Mais cedo na segunda-feira, o líder conservador Kemi Badenoch disse que Sir Keir tinha sido “muito lento” para responder à crise do Irão e estava “com o pé atrás”.
Ela alegou que o primeiro-ministro estava distraído com seus problemas domésticos e com o escândalo de Peter Mandelson.
Ela disse à Sky News: ‘Esta é uma situação difícil, todos nós entendemos isso. Mas ele demorou muito para reconhecer o que estava por vir.
“Sabemos agora que ele foi avisado sobre estes ataques muito antes – ele não fez absolutamente nada.

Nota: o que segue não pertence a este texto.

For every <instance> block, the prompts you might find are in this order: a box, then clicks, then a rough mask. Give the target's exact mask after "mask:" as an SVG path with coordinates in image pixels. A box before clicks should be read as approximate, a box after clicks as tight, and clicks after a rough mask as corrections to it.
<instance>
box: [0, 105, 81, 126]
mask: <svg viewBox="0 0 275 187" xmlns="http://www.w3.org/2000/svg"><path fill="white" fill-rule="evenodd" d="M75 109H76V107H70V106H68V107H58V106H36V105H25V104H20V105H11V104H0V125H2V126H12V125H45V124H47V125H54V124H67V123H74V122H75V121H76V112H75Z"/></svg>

“Ele foi demasiado lento para deixar os EUA usarem as nossas bases aéreas, foi demasiado lento para proteger as nossas tropas no Bahrein, em Chipre. O HMS Dragon, nosso navio de guerra, ainda está atracado em Portsmouth.
A senhora deputada Badenoch acrescentou: “Tudo isto mostra que ele tem estado em desvantagem porque se distraiu com os seus próprios problemas de trabalho, com a questão de Peter Mandelson, com a perda do seu chefe de gabinete. Ele não está focado no que está acontecendo no mundo.